Betreuung Bei dem geselligen Beisammensein sind auch Männer und Frauen vom Verein »Psychosoziale Arbeit mit Verfolgten« dabei, die sich ehrenamtlich für Verfolgte des NS-Regimes engagieren, sei es, sie zum Arzt zu begleiten oder bei Einkäufen und Spaziergängen. Dafür erhalten sie lediglich eine kleine Aufwandsentschädigung. Gerade zum 70. Jubiläum konnte die Vorsitzende Petra Schondey mitteilen, dass die Stiftung »Erinnerung, Verantwortung und Zukunft« finanzielle Mittel für ein Projekt zur Verfügung gestellt hat. Somit kann das Hilfsprogramm weitergeführt werden. Alle in dem Raum freuen sich, denn viele von ihnen sind auf fremde Hilfe angewiesen.

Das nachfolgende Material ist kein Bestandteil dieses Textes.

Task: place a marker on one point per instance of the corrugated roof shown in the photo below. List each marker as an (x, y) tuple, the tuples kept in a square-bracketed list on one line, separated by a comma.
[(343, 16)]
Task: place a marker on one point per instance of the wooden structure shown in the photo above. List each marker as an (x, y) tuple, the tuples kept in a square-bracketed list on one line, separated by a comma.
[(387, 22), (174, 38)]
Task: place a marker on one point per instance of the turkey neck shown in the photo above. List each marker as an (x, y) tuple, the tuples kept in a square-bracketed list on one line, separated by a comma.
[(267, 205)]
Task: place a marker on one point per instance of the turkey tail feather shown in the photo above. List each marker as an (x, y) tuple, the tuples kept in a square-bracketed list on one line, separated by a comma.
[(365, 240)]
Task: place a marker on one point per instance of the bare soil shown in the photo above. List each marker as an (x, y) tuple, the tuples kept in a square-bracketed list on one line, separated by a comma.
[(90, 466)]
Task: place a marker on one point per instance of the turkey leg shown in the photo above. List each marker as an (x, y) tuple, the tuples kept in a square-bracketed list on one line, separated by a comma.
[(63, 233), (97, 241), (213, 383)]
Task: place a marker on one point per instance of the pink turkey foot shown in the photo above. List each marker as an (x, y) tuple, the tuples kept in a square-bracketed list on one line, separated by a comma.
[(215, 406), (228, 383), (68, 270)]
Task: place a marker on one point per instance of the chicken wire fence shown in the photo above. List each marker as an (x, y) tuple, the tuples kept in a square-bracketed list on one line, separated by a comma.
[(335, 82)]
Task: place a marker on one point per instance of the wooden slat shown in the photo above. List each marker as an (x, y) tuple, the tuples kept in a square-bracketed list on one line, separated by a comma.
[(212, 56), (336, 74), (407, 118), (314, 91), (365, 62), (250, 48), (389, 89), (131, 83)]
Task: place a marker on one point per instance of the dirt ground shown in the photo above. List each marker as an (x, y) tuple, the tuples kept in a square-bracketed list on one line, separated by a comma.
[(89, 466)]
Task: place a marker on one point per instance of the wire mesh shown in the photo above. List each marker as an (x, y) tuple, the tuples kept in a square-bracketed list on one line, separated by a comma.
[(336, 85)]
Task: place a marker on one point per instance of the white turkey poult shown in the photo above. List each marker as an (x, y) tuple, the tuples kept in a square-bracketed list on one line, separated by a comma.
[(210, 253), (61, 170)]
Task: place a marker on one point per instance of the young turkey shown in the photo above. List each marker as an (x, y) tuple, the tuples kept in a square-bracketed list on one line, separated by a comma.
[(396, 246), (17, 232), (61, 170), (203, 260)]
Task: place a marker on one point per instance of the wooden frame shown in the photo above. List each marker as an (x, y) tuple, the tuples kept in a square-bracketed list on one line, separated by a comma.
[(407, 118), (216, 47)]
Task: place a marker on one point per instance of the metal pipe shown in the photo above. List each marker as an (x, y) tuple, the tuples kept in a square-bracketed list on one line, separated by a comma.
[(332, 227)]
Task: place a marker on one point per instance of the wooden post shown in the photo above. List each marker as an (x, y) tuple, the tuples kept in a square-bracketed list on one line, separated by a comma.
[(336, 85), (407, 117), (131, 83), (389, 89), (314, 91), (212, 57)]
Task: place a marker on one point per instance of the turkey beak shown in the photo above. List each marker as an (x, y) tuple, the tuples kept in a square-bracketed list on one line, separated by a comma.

Besonders dankbar sind viele Teilnehmer und Teilnehmerinnen des Begegnungscafés der »Solidarischen Hilfe«, einem außergewöhnlichen Hamburger Pflegedienst. »Wir sorgen insbesondere für die Altenpflege ehemaliger NS-Verfolgter und für deren Kinder«, sagt Petra Vollmer. »Aber wir kümmern uns auch um Alltagsprobleme«. Die »Solihilfe«, wie sie kurz genannt wird, »hilft uns mit viel Liebe«, sagt Ruth Dräger. Und Esther Bejarano findet die Arbeit »eindrucksvoll«, da sie auch politisch und sozial verfolgten Menschen hilft, im Alltag zurechtzukommen.
Nach zwei Stunden geht das 70. Treffen in den Hamburger Wallanlagen zu Ende. Die alten Menschen winken sich gegenseitig zu, manche umarmen sich. Bis zum nächsten Mal, »dann blühen die Blumen«, sagt einer.